Nobody seems to care
that people come from miles around
to dump their pregnant house pets
to have kittens in abandoned, run down buildings.

Gray Baby showed up on our porch, a half grown cat
with fire in her eyes. Patchy fur over bone
is all she was, but cats three times her size
hunkered down or backed away
when Gray approached the food dish.
I tried to run her off at first.
She stood her ground, legs splayed wide
at the claim she'd staked and meant to keep,
growling fiercely as she ate.
And when I dared to run one hand softly
along her back, she purred and closed her eyes
in feline ecstasy to feel that kindly touch.
What little life she had left in her had once known
the human touch and tenderness.

"OK, I'll let you stay Gray Baby. What's
one more stray cat to feed?", I said.
Next day she proudly brought her babies
to the porch. Three black kittens, fat and healthy
from their mother's milk and care.
She must have lived on grasshoppers and crickets
to make milk for such big kittens,
all three near as big as her.
Gray had been a family pet, abandoned
when her family moved, or dumped
because she had a growing belly.
She wanted people, houses, human love,
to use a litter box again and chase a ball.
Gray is healthy now, she's spayed, well fed.
She sings a purring song to show her love
and gratitude—just one rescued from the thousands
like her in this town, a town indifferent to anything
that doesn't promote tourism.

Laurel Johnson


Reed Richards on Charles Ries' Cat

Hey Klyd –
Charles Ries’s poem about the cat struck pretty deep, especially since my cat got terribly ill with a virus last week and I thought I was going to lose him and spent a fortune getting him better.  People’s reactions to cats are always interesting.  I’ve never thought my cat (Spud) was terribly smart, but if he went outside and never came back – he’s an inside cat like Mr.
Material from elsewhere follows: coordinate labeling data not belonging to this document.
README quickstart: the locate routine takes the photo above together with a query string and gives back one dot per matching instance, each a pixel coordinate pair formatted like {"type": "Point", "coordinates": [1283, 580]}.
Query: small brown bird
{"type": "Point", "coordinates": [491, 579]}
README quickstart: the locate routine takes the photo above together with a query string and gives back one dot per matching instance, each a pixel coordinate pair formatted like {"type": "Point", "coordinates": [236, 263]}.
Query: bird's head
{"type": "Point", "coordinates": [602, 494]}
Ries’s – I’d feel it was a judgment on me and not on him.  I like how the poem communicates the sweetness and intelligence of a cat with a story that shows how they make their points so softly that we often don’t understand that they have affected us until long after the fact.  Some people think that is insidious and manipulative, even passive-aggressive, but I think Mr. Ries and I both know that cats are just cats.  Sure they know what they are doing when they affect us and make us love them.  Dogs do it too.  It’s funny that people who place moral judgments on the behavior of cats aren’t willing to admire how they stand up to challenges and even seek them out, for instance, how in a group of people they will cultivate the ones who don’t like them.  Mr. Ries asks, “Well, animals are all pretty dumb aren’t they?” suspecting, though he grew up in circumstances that encouraged him to view animals as objects, that it’s not true.  (Coincidentally, I spent a small part of my childhood living on a mink farm.)   His answer is something like: Yes they are dumb enough to enlarge our understanding of love.  The cat’s sitting and staring while he writes is testimony to her regard for him, but he rejects her (or thinks he is rejecting her) as a muse.  But cats do some of their best work against that kind of resistance.  That and her scratching on the door remind me of Robert Hayden’s description of “love’s austere and lonely offices.”  Animals often understand our “human-heartedness”, to borrow Les Murray’s term, better that we do. 

I really thought Spud was a goner last week, and even though he is about 19 years old I wasn’t ready for it.  But this week he is all fixed and acting like he would have been just fine without all the intervention, so why the fuss?  Typical.  I don’t think he is human, but I know he is a person.